The study also finds that, compared to the rewards available in the public sector, the relatively low wage in the private sector is a significant factor which discourages nationals participation in the labour market. This result is consistent with Randeree (2012) who finds that private sector wages are lower than wages in the public sector, and that there are better employment benefits and working conditions in the public sector, such as job security and shorter working hours. In addition, there is evidence that differences in the organisational culture between the private and public sectors is a major factor why Emiratisation is not effective in driving up the UAE nationals’ participation in the private sector labour market. For example, regimented working hours, commitment to corporate objectives and diverse working environment are significant in limiting participation, such that even national employers often have strong reservations about employing fellow nationals (Al-Ali, 2008; Randeree, 2012).

Summary & Policy Implications

One key argument for better migration governance is to provide a mechanism for ensuring that migration leads to positive outcomes for the host country. Migration theories, particularly political-economy based models, suggest that higher wages and job prospects provide positive incentives for migrants to move from one country to another. However, the same theory suggests migration may have potential negative impacts on the receiving country, depending on the nature and quality of migrants attracted. To examine the impact of migration on the socio-economic outcomes of the UAE, as part of the aim of developing a balanced migration government framework, the effects of migration on economic growth, youth unemployment and demographic distribution were examined.

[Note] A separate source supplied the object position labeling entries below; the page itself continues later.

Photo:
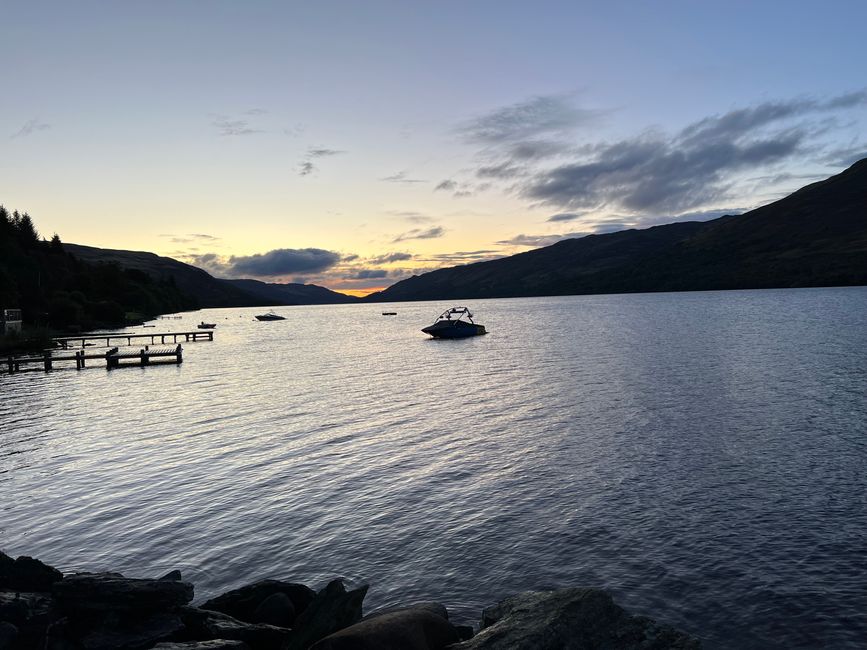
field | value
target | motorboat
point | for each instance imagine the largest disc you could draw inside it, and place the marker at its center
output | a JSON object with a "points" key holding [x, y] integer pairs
{"points": [[455, 323], [270, 316]]}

The policy implication of the findings is that migration governance should take into account the skills composition of migrants and the UAE’s current policy of strategically shifting the economy towards a high-skilled, knowledge- based economy, which means that migration governance, should be designed to attract migrants who have the desired skills. Thus, there is a need for a more harmonised migration governance framework as the present discrepancy leads to increasing the gap between the current policy of strategically shifting the economy towards a high-skilled and knowledge-based economy and labour market productivity in the UAE to achieve the UAE’s 2020 Vision.

Furthermore, migration governance should go beyond simplistic argument of the migration governance framework for better understanding the reasons why a country such as the UAE is overly dependent on migrant labour; therefore, proposing three-dimensions balanced migration governance approach, which reveals important gaps in developing a migrant- friendly environment for UAE’s policy makers. One dimension is exploring its implications in relation to socio-economic outcomes. Other diminutions, which not included in this research, are legal and institutional capacity that aimed at creating a migrant-friendly environment, and, on the other hand, allows for the evaluation of migration outcomes with respect to the economic, social and demographic objectives of the UAE. The relevant social and demographic objectives, according to UAE Vision 2021 and Abu Dhabi 2030, form part of what is termed “Emiratisation” policies, which target higher growth and productivity, lower youth unemployment, higher women’s participation in the labour market and a reduction in demographic imbalance.